I have thought about sharing my weight loss struggle in a video journaling fashion, but is that TOO personal?  When I write, I often labor over the right words, the best phrasing, the exact description.  I’ve even changed the wording of a post based solely on my inability to spell a word close enough for spell checker to even understand what I was trying to say.  A video removes all of that dynamic.

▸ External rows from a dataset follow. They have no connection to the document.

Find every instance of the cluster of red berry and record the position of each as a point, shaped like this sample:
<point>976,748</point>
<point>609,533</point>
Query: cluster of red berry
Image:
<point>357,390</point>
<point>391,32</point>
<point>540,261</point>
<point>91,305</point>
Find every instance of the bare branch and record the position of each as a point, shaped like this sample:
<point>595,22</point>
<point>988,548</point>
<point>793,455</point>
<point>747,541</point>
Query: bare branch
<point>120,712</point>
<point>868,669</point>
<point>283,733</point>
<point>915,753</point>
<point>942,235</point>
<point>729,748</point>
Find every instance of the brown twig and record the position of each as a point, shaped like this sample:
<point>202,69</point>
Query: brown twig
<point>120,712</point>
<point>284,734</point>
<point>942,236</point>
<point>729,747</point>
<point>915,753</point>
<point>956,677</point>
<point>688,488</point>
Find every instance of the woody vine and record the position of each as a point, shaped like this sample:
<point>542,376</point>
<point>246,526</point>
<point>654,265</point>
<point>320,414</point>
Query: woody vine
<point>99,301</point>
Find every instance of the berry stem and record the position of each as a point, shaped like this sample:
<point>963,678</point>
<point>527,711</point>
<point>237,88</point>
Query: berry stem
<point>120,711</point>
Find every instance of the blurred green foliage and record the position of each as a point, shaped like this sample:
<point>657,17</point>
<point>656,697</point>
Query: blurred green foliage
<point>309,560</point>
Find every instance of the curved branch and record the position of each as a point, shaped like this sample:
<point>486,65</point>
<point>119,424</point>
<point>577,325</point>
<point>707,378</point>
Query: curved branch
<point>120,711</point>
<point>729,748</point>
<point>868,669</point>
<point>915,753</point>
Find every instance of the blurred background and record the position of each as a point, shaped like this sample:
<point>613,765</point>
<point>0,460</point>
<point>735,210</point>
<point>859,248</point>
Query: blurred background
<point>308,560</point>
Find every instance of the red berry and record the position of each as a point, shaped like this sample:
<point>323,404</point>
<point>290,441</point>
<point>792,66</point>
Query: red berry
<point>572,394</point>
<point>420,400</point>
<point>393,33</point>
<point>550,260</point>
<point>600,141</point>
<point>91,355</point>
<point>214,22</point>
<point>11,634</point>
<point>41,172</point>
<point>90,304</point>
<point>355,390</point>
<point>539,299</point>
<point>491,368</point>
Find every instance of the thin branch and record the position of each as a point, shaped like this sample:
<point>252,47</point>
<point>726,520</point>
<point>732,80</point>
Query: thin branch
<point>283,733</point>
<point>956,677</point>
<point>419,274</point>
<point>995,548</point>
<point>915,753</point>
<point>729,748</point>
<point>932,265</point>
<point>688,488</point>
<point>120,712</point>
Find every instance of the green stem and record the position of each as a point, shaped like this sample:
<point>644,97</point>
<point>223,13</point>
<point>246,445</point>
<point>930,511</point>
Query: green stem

Well – I’m sure I will still attempt some level of word smithing.  The worst part of vlog entries is that unlike conversations, I have the ability to rewind and try again.  Seriously – this is a bad thing because it causes me to spend a lot of time scripting my post – something I never do in casual conversation.  And I think a good blog entry looks like a casual conversation.

Anyway – my question is – if I film it, will you watch it?

Wouldn’t that be great?  Something new on the horizon?  I know I would love to have some new momentum, new direction, new inspiration for losing weight.  But I don’t.  Currently I only have the same dream of 36 inch pants and medium sized shirts that I have had for the last several years.

I don’t even know that I’m closer to understanding the reason for my weight issues (emotional, genetics, thyroid gland, just plain lazy, etc).  I’m active – I work out although its not consistent.  I’ve cycled, ran, walked, even recently started a martial arts class.  I think I know the best way for me to lose weight will involve dieting (or more specifically, changing my diet).  I can work out for an hour and burn 500 – 1000 calories but in as little as 5 minutes I can consume twice that.

Anyway – there is no new ‘umph’, no new push, no new direction.  Not even the frustration is new!  I would say that I want to lose weight like I want to play the piano; Enough to dream of how great it would be, but not enough to actually put in the time and effort required to accomplish the dream… At least I can console myself with mp3′s of great piano solos and think that could be me!